The Northeastern states have given India some of its most decorated military officers, some of its finest athletes, some of its most innovative entrepreneurs. They have contributed to the national story in ways that the national story has been spectacularly ungrateful for. In return, their citizens travel to India’s cities and are denied houses because landlords fear their food habits, denied jobs because their accents sound unfamiliar, denied basic human dignity because mainland India never bothered to learn who they actually are.
This is not a border problem. This is not an infrastructure problem. This is a civilisational problem — a failure not of policy but of imagination, empathy, and the basic national commitment to seeing every Indian as an equal participant in the project of this country.

Only Arrest, Is This What Justice Actually Looks Like For Such A Heinous Crime?
Harsh Singh has said that the incident happened in the heat of the moment and that the couple is ashamed, asking people to hear their side of the story and avoid media trials.

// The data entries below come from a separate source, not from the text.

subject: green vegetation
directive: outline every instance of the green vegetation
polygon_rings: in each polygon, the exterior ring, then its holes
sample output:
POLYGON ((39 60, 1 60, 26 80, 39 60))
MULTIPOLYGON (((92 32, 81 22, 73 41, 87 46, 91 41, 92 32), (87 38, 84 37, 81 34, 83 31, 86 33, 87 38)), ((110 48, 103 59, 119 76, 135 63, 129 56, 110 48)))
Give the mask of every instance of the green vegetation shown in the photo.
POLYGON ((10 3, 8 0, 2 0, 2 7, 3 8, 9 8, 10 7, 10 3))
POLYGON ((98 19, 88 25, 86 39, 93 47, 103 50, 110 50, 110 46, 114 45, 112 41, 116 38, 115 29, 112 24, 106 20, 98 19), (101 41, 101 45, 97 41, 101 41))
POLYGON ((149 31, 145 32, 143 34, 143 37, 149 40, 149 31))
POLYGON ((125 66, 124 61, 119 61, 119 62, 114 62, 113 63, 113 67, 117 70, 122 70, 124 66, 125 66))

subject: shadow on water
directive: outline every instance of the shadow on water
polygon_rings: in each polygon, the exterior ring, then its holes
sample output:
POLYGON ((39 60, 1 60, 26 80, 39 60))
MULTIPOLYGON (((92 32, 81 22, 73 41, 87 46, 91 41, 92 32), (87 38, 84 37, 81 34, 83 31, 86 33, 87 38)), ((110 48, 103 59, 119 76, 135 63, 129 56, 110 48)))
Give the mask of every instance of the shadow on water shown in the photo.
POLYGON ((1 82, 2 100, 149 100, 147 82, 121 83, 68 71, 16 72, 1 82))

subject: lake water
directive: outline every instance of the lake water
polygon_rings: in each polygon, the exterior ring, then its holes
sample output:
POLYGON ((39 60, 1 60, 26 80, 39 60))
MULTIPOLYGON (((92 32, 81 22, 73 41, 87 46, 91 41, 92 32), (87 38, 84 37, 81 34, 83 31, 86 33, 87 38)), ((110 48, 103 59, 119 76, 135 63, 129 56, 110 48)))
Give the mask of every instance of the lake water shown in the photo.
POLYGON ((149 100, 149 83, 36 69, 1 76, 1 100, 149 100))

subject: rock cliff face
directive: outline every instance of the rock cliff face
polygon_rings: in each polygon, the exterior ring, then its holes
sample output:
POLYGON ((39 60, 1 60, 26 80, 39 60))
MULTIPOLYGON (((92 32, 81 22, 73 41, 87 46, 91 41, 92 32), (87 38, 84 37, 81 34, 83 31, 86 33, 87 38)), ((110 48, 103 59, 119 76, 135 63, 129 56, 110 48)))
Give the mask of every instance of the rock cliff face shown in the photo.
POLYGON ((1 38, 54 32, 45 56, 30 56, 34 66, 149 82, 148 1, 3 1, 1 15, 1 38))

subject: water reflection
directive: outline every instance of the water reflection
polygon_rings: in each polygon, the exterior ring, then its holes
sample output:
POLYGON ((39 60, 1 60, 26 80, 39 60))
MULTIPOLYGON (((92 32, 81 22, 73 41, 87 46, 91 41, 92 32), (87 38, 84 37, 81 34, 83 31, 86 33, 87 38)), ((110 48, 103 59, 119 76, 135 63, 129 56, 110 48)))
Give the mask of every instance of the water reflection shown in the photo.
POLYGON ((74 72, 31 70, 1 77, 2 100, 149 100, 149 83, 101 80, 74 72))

Shame, if genuine, is a start. But shame is not justice, and a heat-of-the-moment explanation for racial abuse is precisely the kind of explanation that must be refused — because prejudice does not spring into existence in the heat of a moment. It lives in a person for years, quietly, and it surfaces in the heat of a moment. The moment is the symptom. The years of accumulated contempt are the disease.
Real justice here is not just an arrest, though the arrest was necessary. Real justice looks like a society that stops treating its Northeastern citizens as guests who must earn their welcome in their own country. It looks like school curricula that teach every Indian child something real about the eight states of the Northeast — their history, their cultures, their languages, their faces. It looks like landlords who rent to people without demanding their food preferences change. It looks like cities that are genuinely safe for women who look different from the majority.
It looks, ultimately, like an India that has finally, genuinely decided that its diversity is not a problem to be managed but a gift to be celebrated — loudly, consistently, and without needing the trigger of a viral video to remember it.

Three young women from Arunachal Pradesh came to Delhi for a better life. They deserve one. So does every Indian, in every part of this vast, complicated, beautiful, broken country that we are all — regardless of what we look like or where we were born — equally responsible for building into something worthy of its own promises.
The least we can do — the absolute minimum — is stop calling each other foreigners first.
The Malviya Nagar incident is still under investigation. FIR No. 68/25 has been registered at Malviya Nagar Police Station. The case is being supervised by an ACP-rank officer. The victims are receiving support from political representatives of the Northeastern states.